Herr Minister, die Leitlinien der Europäischen Union zu Förderprogrammen für Israel sind in Jerusalem auf Kritik gestoßen. Konnten Sie der israelischen Regierung, die eine »Klärung« der Frage wünschte, die Position Brüssels und Berlins deutlich machen?
Ich habe dafür geworben, dass jetzt konstruktive direkte Gespräche zwischen der israelischen Regierung und der EU-Kommission stattfinden, um pragmatische Lösungen zu finden. Die EU-Kommission hat dafür in dieser Woche Vertreter nach Israel entsandt.

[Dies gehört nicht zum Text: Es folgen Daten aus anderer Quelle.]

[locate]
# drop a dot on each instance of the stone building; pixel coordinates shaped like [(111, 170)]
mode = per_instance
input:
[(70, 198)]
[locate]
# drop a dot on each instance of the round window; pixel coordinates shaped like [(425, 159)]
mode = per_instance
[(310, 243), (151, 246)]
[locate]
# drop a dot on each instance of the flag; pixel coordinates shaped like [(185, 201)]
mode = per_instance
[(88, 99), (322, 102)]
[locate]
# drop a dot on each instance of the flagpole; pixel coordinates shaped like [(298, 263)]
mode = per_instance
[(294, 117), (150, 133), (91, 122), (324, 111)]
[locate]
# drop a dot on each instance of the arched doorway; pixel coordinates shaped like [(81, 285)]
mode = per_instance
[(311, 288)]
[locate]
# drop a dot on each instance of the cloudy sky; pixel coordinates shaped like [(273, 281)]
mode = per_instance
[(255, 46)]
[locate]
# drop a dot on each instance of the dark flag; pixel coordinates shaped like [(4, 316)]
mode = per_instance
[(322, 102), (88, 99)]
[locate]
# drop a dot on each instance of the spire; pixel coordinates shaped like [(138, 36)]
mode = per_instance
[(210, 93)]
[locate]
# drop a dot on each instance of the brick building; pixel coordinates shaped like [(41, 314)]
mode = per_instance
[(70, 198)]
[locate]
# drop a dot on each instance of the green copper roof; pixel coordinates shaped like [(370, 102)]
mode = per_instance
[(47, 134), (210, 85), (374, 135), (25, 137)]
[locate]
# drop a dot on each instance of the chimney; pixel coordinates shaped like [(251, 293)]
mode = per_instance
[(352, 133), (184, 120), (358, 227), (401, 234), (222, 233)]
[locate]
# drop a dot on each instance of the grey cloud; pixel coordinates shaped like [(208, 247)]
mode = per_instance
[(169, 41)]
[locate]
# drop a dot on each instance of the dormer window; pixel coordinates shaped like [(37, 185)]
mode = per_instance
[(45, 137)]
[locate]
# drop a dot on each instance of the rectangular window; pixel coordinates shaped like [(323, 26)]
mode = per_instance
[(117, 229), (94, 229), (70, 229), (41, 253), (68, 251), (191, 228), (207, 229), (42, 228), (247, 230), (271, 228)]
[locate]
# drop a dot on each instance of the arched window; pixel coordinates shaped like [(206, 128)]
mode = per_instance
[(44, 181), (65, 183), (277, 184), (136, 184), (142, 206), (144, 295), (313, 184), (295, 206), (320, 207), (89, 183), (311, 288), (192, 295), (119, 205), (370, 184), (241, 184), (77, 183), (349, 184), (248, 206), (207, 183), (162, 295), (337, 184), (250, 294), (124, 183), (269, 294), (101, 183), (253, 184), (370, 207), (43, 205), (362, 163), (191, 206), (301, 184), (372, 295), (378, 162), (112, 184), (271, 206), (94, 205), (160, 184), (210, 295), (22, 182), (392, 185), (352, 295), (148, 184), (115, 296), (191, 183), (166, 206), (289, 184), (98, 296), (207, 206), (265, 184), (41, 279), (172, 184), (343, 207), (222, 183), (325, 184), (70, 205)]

Eine Klärung schien nötig, denn der außenpolitische Sprecher der CDU/CSU-Bundestagsfraktion, Philipp Mißfelder, hatte unlängst noch erklärt, die Bundesregierung habe sich von den Leitlinien distanziert. Ein Missverständnis?
Deutschland möchte, dass die EU die intensive Zusammenarbeit im Forschungsbereich mit Israel fortsetzt. Die Kommission sagt, dass ihre Leitlinien sich im Rahmen des Beschlusses der EU-Außenminister von Dezember 2012 bewegen und der völkerrechtlichen Haltung aller EU-Staaten entsprechen. Eine konstruktive Einigung sollte also möglich sein.
Wie bewerten Sie die Aussage des Wirtschaftsministers Naftali Bennett, Parteivorsitzender von »Das Jüdische Haus«, der ein Ende der Kooperation mit der Europäischen Union fordert?
Israel und die EU sind enge Partner auch in der Spitzenforschung. Wir haben durch Zusammenarbeit beide viel zu gewinnen. Das letzte gemeinsame Forschungsprogramm zwischen Israel und der EU hatte ein Volumen von mehr als einer Milliarde Euro. Es liegt in beiderseitigem Interesse, diese Kooperation fortzusetzen.
Wird sich Israel an dem EU-Rahmenprogramm für Forschung und Innovation »Horizon 2020« – wie geplant – beteiligen?
Ich würde mir das wünschen. Universitäten und Forschungsinstitute in Europa und in Israel brauchen diese Unterstützung, damit ihre Zusammenarbeit auch in Zukunft Erfolg haben kann. Es ist eine Kooperation, die beiden Seiten nützt und fortgesetzt werden sollte.
Im Mittelpunkt Ihres Besuches am Sonntag und Montag in Israel stand die Wiederaufnahme der direkten israelisch-palästinensischen Friedensgespräche. Welche Chance räumen Sie diesen Gesprächen ein?
Die Wiederaufnahme der direkten Gespräche birgt endlich wieder die Chance auf konkrete Fortschritte auf dem Weg hin zu einer Zweistaatenlösung. Eine solche Lösung ist aus unserer Sicht notwendig, um dauerhaften Frieden und Sicherheit für Israel zu erreichen. Und sie ist möglich, wenn es gelingt, gegenseitiges Vertrauen aufzubauen und beide Seiten mit der nötigen Kompromissbereitschaft an die Gespräche herangehen. Deutschland ist bereit, diesen Verhandlungsprozess in jeder sinnvollen Weise zu unterstützen.
Das Interview mit dem Bundesaußenminister führte Detlef David Kauschke.